By contrast, the present invention is completely intuitive. The present invention provides for authoring, direct manipulation and visual representation of emotional synthetic speech in a simplified format with a high level of abstraction. A user can easily predict how the text authored with the graphical editor of the present invention will sound because of the power of the explicit and intuitive visual representation of vocal parameters.

Further, the present invention provides for the automatic specification of prosodic controls which create vocal emotional affect in synthetic speech produced with a concatenative speech synthesizer.

First of all, it is important to understand that speech has two main components: verbal (the words themselves), and vocal (intonation and voice quality). The importance of vocal components in speech may be indicated by the fact that children can understand emotions in speech before they can understand words. Intonation is effected by changes in the pitch, duration and amplitude of speech segments. Voice quality (e.g. nasal, breathy, or hoarse) is intrasegmental, depending on the individual vocal tract. Note that a glossary has been included as Appendix A for further clarification of some of the terms used herein.

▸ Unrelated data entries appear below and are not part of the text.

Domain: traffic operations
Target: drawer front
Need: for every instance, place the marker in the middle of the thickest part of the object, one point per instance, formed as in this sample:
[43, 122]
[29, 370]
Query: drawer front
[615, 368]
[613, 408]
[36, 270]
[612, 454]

Along a sliding scale of `affect`, voices may be heard to contain personalities, moods, and emotions. Personality has been defined as the characteristic emotional tone of a person over time. A mood may be considered a maintained attitude; whereas an emotion is a more sudden and more subtle response to a particular stimulus, lasting for seconds or minutes. The personality of a voice may therefore be regarded as its largest effect, and an emotion its smallest. The term `vocal emotion` will be used herein to encompass the full range of `affect` in a voice.

The full range of attributes may be created in synthesized speech. Voice parameters affected by emotion are the pitch envelope (a combination of the speaking fundamental frequency, the pitch range, the shape and timing of the pitch contour), overall speech rate, utterance timing (duration of segments and pauses), voice quality, and intensity (loudness).

If computer memory and processing speed were unlimited, one method for creating vocal emotions would be to simply store words spoken in varying emotional ways by a human being. In the present state of the art, this approach is impractical. Rather than being stored, emotions have to synthesized on-line and in real-time. In parametric synthesizers (of which DECtalk is the most well-known and most successful), there may be as many as thirty basic acoustic controls available for altering pitch, duration and voice quality. These include e.g., separate control of formants' values and bandwidths; pitch movements on, and duration of, individual segments; breathiness; smoothness; richness; assertiveness; etc. Precision of articulation of individual segments (e.g., fully released stops, degree of vowel reduction), which is controllable in DECtalk, can also contribute to the perception of emotions such as tenderness and irony. These parameters may be manipulated to create voice personalities; DECtalk is supplied with nine different `Voices` or personalities. It should be noted that intensity (volume) is not controllable within an utterance in DECtalk.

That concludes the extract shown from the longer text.